Missing seeing my family and my NYC friends in person has probably been the most difficult part of all of this for me. We have stayed in pretty close contact via digital mediums, but it’s just not the same (for obvious reasons that I do not need to explain to anyone who has lived through this past 12 months). That being said, there is a nice little bubble up here, where we have made some new friends. It has been awesome to get to know our neighbors and do neighborly things like lend/borrow tools, etc.. Our neighbor even came to the rescue when the truck got stuck in the snow. Another time, a different neighbor made us some awesome banana bread. These guys have also been kind enough to have us in their homes to break bread. Something that is a luxury when your own kitchen doesn’t really work, and and you don’t own a proper table at which to sit and eat. I’m sure that we will remain friends with these neighbors beyond the gap year, and I’m truly grateful to have befriended such interesting and kind individuals.

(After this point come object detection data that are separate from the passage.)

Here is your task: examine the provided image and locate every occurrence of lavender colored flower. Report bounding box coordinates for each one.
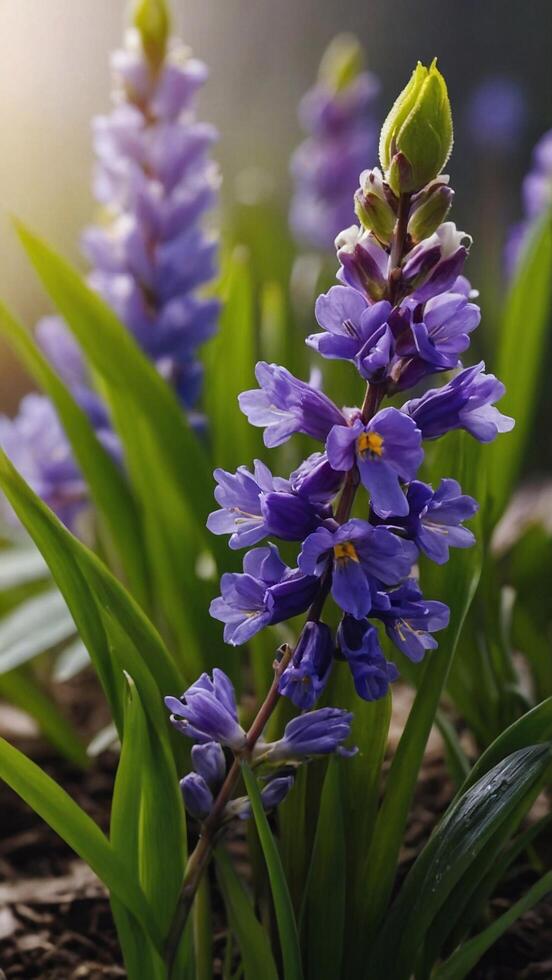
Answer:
[239,361,344,448]
[210,545,317,646]
[396,479,478,565]
[372,579,450,663]
[505,129,552,276]
[337,615,399,701]
[298,518,417,619]
[165,667,245,751]
[290,36,379,249]
[261,708,357,762]
[402,361,515,442]
[326,408,424,517]
[180,772,213,820]
[278,622,334,709]
[0,394,89,530]
[83,20,218,410]
[467,75,527,155]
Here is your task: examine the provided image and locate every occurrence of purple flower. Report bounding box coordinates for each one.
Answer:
[210,545,318,646]
[289,38,379,249]
[0,394,90,530]
[402,221,471,303]
[372,579,450,663]
[335,225,389,302]
[298,518,417,619]
[239,361,344,448]
[83,20,219,409]
[396,479,478,565]
[307,286,393,382]
[326,408,424,517]
[278,622,334,709]
[263,708,357,762]
[180,772,214,820]
[402,361,515,442]
[337,616,399,701]
[192,742,226,790]
[165,667,245,751]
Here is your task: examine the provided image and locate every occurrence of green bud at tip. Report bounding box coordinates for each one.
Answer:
[318,34,364,92]
[379,59,453,194]
[132,0,170,69]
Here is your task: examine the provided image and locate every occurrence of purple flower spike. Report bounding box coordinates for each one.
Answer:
[180,772,214,820]
[337,616,399,701]
[373,579,450,663]
[210,545,317,646]
[239,361,343,448]
[397,480,478,565]
[402,361,515,442]
[326,408,424,517]
[278,623,334,709]
[165,667,245,751]
[298,518,417,619]
[266,708,358,762]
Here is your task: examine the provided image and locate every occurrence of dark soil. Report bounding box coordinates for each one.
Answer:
[0,677,552,980]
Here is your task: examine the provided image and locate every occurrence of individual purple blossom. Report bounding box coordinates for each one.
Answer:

I think that staying super busy has been key to my personal sanity through all of this. I thank the stars that B and I have had the fortune of staying employed through all of this. Not only employed, but incredibly busy with our respective professions. Between that, and filling almost all of our off-hours and weekends with renovation work, our hands have scantly been idle. The reason that I posted the top photo (of my crazy hair) is because I currently have the same coif. The last time I have been able to venture to the barber was prior to Thanksgiving– so, coming up on five months worth of mane. I’ll be taking a vacation day from work this week so that I can trek into Kingston to have my locks trimmed and tamed. What better way to commemorate a year in isolation? I think, none.